How much of a bottleneck I/O barriers will pose naturally will differ based on workload, storage medium, etc. Red Hat reports the performance impact of barriers as approximately 3% as of RHEL 6 and recommends not disabling them any more, but as we have seen this is not always the case.
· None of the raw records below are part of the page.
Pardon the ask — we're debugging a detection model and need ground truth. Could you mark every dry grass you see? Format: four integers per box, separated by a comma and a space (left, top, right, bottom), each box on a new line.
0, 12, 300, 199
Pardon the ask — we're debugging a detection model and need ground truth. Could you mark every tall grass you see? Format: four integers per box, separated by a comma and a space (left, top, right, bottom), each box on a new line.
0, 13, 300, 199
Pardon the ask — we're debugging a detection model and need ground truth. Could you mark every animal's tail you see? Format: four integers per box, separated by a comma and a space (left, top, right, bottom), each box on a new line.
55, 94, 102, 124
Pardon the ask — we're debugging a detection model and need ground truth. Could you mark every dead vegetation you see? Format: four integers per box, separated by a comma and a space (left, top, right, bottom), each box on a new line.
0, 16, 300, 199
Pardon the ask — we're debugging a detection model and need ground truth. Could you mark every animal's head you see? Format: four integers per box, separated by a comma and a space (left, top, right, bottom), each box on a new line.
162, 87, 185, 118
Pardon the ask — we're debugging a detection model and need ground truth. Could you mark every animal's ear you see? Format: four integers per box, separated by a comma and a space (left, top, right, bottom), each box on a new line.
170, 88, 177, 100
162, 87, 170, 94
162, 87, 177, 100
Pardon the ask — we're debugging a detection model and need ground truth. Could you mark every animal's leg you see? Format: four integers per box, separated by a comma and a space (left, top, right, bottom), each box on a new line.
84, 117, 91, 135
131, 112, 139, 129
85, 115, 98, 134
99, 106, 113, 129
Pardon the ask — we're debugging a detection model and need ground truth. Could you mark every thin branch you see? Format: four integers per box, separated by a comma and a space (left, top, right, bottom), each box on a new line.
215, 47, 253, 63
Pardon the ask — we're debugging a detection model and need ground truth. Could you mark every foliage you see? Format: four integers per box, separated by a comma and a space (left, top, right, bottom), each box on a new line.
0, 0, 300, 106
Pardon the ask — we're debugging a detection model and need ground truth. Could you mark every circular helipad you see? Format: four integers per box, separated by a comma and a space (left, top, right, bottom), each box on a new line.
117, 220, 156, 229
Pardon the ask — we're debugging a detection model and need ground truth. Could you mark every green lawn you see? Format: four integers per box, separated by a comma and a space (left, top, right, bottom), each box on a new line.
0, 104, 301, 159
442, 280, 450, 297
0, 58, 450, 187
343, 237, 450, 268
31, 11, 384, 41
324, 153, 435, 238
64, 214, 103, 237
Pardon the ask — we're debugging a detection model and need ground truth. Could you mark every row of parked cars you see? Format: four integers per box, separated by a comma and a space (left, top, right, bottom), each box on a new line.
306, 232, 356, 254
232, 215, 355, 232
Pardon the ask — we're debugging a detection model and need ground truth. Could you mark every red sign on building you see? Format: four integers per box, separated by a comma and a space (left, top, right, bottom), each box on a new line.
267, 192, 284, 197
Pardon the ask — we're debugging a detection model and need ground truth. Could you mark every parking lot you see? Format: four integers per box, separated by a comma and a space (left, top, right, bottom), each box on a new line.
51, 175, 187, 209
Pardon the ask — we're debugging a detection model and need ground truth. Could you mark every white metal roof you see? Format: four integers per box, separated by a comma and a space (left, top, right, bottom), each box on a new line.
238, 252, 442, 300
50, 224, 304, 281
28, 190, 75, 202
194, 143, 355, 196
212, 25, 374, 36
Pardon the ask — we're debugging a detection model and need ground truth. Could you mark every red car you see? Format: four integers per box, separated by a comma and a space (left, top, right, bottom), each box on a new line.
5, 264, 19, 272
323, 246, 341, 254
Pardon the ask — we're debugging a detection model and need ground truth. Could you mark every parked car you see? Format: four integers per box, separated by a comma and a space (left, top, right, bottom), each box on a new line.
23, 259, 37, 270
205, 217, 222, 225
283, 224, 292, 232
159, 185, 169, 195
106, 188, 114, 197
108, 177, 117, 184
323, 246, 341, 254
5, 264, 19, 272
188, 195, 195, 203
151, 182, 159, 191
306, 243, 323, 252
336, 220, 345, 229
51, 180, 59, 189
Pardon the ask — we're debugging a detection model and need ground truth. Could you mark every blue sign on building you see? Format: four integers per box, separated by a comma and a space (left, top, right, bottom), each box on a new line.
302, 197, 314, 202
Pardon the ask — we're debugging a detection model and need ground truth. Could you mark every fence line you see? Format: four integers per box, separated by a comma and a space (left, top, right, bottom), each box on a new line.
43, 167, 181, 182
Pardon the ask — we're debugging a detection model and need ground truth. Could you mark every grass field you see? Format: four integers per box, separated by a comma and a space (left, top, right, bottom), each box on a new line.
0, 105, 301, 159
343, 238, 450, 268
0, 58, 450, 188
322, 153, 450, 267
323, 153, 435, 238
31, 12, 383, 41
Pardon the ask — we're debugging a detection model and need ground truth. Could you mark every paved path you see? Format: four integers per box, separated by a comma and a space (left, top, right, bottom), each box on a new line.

My guess (and it is a guess) is that this 3% mark RH mentions is more tied to benchmarks done with magnetic storage and more typical non-database write workloads (a web server for example is going to be impacted very little by this change since in most cases, it won’t be write heavy).
Further Reading Material
If you want to go deeper on the topic of I/O barriers and how they work, there is some good information available from Tejun Heo.
And lastly, there is a really good writeup on the PerconaDB site covering mount options like the above and more (such as queue scheduling; noop, deadline, cqp, etc) for tuning SQL performance across XFS, ext4 and ZFS. The post also touches on a few things around swappiness and NUMA interleaving. Good stuff.